ST JOHN’S, Antigua – A push to standardise appliance energy labelling throughout the OECS might lead to reduced energy costs and energy consumption for Antiguans and Barbudans.
The Organisation of Eastern Caribbean States (OECS) is launching an energy audit survey in order to create energy efficiency ratings and labelling for appliances throughout the region.
Antigua & Barbuda, St Lucia and Grenada were selected to be the sampling countries where data will be collected.
“At the end … each country will now have to adopt this standard as their national standard,” Director of the Bureau of Standards, Dianne Lalla-Rodrigues said in an interview with OBSERVER Media.
“These bits of equipment on which those labels will have to be applied will either have to come in with this label or the importer will have to put this label on it. The intention is that it will be mandatory…”
She added, “We are all complaining about high energy rates and we are all talking about alternative sources of energy and reducing our energy consumption. Not only at a cost to us, but a cost to the environment, especially when we are using energy that is based on fossil fuel.”
Currently, appliances are labelled with information that has been compiled by manufacturers in its country of origin. However, Lalla-Rodrigues says that creating labelling and standards for the particular conditions within the region is necessary.
“We have different methods of transmitting; we have different ways that we are using; we have different rates that we pay and even the standard rate per unit is adjusting based on the fuel surcharge so all of that has to be taken into consideration,” the bureau director said.
Approximately 100 homes are slated to be surveyed on island. Local assessors will visit homes in specified communities to check the efficiency of appliances, including air conditioning units, fans, washing machines, exterior lighting and transformers.
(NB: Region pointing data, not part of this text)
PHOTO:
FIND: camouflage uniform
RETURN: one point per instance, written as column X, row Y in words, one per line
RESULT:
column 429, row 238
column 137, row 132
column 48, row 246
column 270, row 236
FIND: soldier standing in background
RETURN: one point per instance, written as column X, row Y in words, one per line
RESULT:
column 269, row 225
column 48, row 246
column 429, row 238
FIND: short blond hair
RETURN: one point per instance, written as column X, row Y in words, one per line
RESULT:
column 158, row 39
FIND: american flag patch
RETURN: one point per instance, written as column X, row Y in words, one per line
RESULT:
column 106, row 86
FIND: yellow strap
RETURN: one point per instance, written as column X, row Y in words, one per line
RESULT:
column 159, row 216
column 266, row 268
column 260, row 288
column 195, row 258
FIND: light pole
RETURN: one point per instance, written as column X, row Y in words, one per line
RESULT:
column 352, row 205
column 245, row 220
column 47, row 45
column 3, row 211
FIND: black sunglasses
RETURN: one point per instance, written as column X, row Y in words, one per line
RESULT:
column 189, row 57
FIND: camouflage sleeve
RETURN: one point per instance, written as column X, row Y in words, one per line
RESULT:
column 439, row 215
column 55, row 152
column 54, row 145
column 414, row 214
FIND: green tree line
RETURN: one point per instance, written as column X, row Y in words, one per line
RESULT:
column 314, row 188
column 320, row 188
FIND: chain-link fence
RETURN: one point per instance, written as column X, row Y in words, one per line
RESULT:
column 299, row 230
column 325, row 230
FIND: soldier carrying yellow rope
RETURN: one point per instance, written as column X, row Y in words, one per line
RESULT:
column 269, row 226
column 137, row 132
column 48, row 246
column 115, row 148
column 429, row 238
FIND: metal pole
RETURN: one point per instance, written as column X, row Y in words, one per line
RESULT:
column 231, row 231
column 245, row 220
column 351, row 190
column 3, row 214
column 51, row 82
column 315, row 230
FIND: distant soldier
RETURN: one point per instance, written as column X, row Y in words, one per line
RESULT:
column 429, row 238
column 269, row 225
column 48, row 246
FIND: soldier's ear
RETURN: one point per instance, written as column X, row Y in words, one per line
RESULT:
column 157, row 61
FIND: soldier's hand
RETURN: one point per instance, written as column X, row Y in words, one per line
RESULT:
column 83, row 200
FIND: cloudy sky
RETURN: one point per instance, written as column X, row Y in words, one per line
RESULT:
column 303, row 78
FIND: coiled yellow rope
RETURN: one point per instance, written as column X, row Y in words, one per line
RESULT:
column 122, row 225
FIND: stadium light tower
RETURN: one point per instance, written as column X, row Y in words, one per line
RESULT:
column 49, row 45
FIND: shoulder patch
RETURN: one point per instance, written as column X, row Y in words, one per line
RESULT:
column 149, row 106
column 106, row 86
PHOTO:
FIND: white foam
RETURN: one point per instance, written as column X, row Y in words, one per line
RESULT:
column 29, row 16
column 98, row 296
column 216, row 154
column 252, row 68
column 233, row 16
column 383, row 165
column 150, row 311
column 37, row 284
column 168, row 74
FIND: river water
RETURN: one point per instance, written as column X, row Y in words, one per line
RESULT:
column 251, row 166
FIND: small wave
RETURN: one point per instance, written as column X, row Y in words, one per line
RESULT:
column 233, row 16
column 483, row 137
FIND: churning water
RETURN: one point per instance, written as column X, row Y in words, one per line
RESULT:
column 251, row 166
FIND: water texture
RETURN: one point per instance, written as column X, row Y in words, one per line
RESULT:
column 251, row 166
The specific communities in Antigua & Barbuda have not yet been solidified.
The Statistics Division, Bureau of Standards and Energy Desk in the Prime Minister’s Office are working in concert with the OECS Secretariat to implement the audit.
Girvan Pigott, an APUA project engineer seconded to the Energy Desk, noted that after the ratings are implemented, local importers would be forced to bring in more efficient products, as customers would be more educated.
“…You’d find some of these appliance stores would be bringing in lower quality appliances and we don’t know that, we just look at the cost,” the engineer said. “Then when you are actually given the tools to inform you and everything is in front of you, you can make a wiser decision.”
Lalla-Rodrigues said that once the assessments have concluded, the new labelling guidelines would be implemented within a two-year period.
The energy efficiency ratings and labels will be for six independent OECS nations including Antigua & Barbuda, Dominica, Grenada, Saint Lucia, St Kitts & Nevis, and St Vincent & the Grenadines.
The project is slated to run in the three test countries between June 29 and July 6 and is funded by the European Union/African Caribbean and Pacific Energy Facility, the German foreign aid agency and the OECS Secretariat.